An EPIC Job Definition

Parameters:
  • application_version (str) – The Code of the BatchApplicationVersion that this job will user

  • job_name (str) – A user friendly name for the job

  • path (str) – The path to the root of the OpenFOAM job, formed as an epic url (e.g. “epic://path_to/data”)

Variables:
  • job_name (str) – A user friendly name for the job

  • path (str) – The path to the root of the OpenFOAM job, formed as an epic url (e.g. “epic://path_to/data”)

  • config (Config) – The Job configuration options object

  • steps (list) – The job steps that make up this job

add_step(job_step)

Add a new step to this job

Parameters:

job_step (JobStep) – The step to append to this job

get_job_create_spec(queue_code)

Get a JobArraySpec for this job. The JobArraySpec can be used to submit the job to EPIC via the client.

Parameters:

queue_code (str) – The code of the EPIC batch queue to submit to

Returns:

Job ArraySpecification

Return type:

class:epiccore.models.JobArraySpec

get_job_spec()

Get a JobSpec for this job

Returns:

Job Specification

Return type:

class:epiccore.models.JobSpec

class pyepic.applications.base.JobArray(array_name, array_root_folder)

Bases: object

A helper class for submitting an array of jobs to EPIC.

Parameters:
  • array_name (str) – The name to give the array in EPIC

  • array_root_folder (str) – The epic data path to the root of the array data folder, formed as an epic url (e.g. “epic://path_to/data”). Any data in a folder called “common” within this folder will be shared between all jobs in the array.

Variables:
  • config (Config) – The Job configuration options object, common to all jobs in the array

  • jobs (list) – The jobs that make up this array

add_job(job)

Add a job to this array

Parameters:

job (class:Job) – The code of the EPIC batch queue to submit to

get_job_create_spec(queue_code)

Get a JobArraySpec for this array.

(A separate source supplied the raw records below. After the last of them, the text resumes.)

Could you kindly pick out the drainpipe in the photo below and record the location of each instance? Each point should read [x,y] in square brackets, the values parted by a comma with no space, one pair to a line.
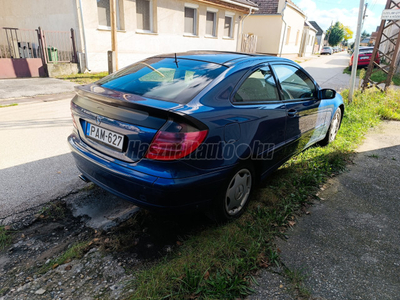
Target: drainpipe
[84,36]
[284,32]
[240,33]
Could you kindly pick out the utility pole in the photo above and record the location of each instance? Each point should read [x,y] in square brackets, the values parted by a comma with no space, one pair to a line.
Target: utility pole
[356,51]
[113,54]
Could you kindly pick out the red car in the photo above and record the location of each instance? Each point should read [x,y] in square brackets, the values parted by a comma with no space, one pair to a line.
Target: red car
[364,57]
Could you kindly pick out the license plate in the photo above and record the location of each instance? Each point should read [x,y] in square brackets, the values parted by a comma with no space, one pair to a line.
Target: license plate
[105,136]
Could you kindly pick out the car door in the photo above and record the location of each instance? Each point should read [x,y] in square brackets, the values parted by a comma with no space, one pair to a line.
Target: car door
[300,96]
[258,97]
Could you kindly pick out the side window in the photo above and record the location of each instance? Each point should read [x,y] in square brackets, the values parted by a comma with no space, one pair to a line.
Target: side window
[294,82]
[259,86]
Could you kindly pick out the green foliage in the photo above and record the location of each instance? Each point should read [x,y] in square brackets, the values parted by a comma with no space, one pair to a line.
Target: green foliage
[5,237]
[378,76]
[84,78]
[218,262]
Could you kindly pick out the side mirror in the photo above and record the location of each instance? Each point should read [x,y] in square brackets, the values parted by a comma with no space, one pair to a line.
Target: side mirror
[328,94]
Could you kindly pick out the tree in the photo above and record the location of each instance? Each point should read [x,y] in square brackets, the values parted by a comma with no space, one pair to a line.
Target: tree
[348,33]
[336,34]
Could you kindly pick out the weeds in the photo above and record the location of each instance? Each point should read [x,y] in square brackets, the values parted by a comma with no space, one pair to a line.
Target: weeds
[219,261]
[5,237]
[53,210]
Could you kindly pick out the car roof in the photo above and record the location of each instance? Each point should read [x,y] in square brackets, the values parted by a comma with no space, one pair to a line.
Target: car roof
[218,57]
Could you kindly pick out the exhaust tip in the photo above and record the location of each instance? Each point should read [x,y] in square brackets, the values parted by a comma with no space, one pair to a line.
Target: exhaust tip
[84,178]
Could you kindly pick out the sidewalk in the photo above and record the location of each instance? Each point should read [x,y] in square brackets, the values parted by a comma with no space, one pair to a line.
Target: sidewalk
[32,87]
[348,247]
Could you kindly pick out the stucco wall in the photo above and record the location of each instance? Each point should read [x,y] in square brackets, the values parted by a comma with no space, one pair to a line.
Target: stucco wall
[268,29]
[168,36]
[295,20]
[29,14]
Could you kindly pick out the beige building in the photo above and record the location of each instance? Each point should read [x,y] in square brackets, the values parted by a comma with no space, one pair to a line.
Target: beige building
[281,29]
[145,27]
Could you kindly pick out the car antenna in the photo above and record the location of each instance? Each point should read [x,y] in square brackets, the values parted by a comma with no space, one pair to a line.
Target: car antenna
[176,61]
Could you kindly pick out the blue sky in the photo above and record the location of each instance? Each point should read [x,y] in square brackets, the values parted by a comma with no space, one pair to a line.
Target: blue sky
[344,11]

The JobArraySpec can be used to submit the array to EPIC via the client.

Parameters:

queue_code (str) – The code of the EPIC batch queue to submit to

Returns:

Job ArraySpecification

Return type:

class:epiccore.models.JobArraySpec

class pyepic.applications.base.JobStep(execute_step=True)

Bases: object

A Step within an EPIC Job

Parameters:

execute_step (int) – Enable this step as part of this job

Variables:
  • step_name (str) – Name of step, this is application specific

  • execute (bool) – Should this step execute when the job is submitted

  • partitions (int) – How many partitions/processes make up this step

  • task_distribution (Distribution) – How are the partitions distributed to the hardware

  • runtime (int) – The maximum runtime of this step in hours

  • run_if_previous_step_fails (bool) – Should this step execute if the previous step fails

  • hyperthreading (bool) – Does this step count hyperthreaded cores as individual CPUs?

get_task_spec()

Get a JobTaskSpec for this job step

Returns:

Job Task Specification

Return type:

epiccore.models.JobTaskSpec

class pyepic.applications.base.Upload(value)

Bases: Enum

Should excluded files be uploaded? Yes, No or only when the job finishes in an error state.

NO = 'no'
ON_ERROR = 'error'
YES = 'yes'
pyepic.applications.openfoam module
class pyepic.applications.openfoam.BlockMeshStep(*args, **kwargs)

Bases: JobStep

BlockMeshStep step of OpenFOAM

class pyepic.applications.openfoam.DecomposeParStep(*args, **kwargs)

Bases: JobStep

DecomposeParStep step of OpenFOAM

class pyepic.applications.openfoam.OpenFoamJob(foam_version, job_name, data_path)

Bases: Job

A helper class for submitting an OpenFOAM job to EPIC.

Parameters:
  • foam_version (str) – The code of the BatchApplicationVersion of OpenFOAM to use

  • job_name (str) – The name to give the job in EPIC

  • data_path (str) – The epic data path to the OpenFOAM case directory

Variables:
  • blockMesh (BlockMeshStep) – blockMesh JobStep object

  • decomposePar (DecomposeParStep) – decomposePar JobStep object

  • solver (SolverStep) – initial solver JobStep object

  • reconstructPar (ReconstructParStep) – reconstructPar JobStep object

  • clear_partitions – Delete any existing processor directories before running job

  • sync_processor_directories (base.Upload) – Upload processor after job completion, default No

get_applications_options()

Get application configuration options for submission to EPIC

Returns:

Dictionary of the job configuration

Return type:

dict

get_job_create_spec(queue_code)

Get a JobSpec for this job

Returns:

Job Specification

Return type:

class:epiccore.models.JobSpec

class pyepic.applications.openfoam.Reconstruct(value)

Bases: Enum

An enumeration.

ALL = 'all'
LATEST = 'latest'
TIME = 'time'
class pyepic.applications.openfoam.ReconstructParStep(*args, **kwargs)

Bases: JobStep

ReconstructPar step of OpenFOAM

Variables:
  • run_if_previous_step_fails (bool) – Run if solver fails, defaults to True

  • reconstruct_option (Reconstruct) – Which time step to reconstruct. Defaults to ALL

  • reconstruct_time (int) – If reconstruct_option == TIME then which timestep to reconstruct.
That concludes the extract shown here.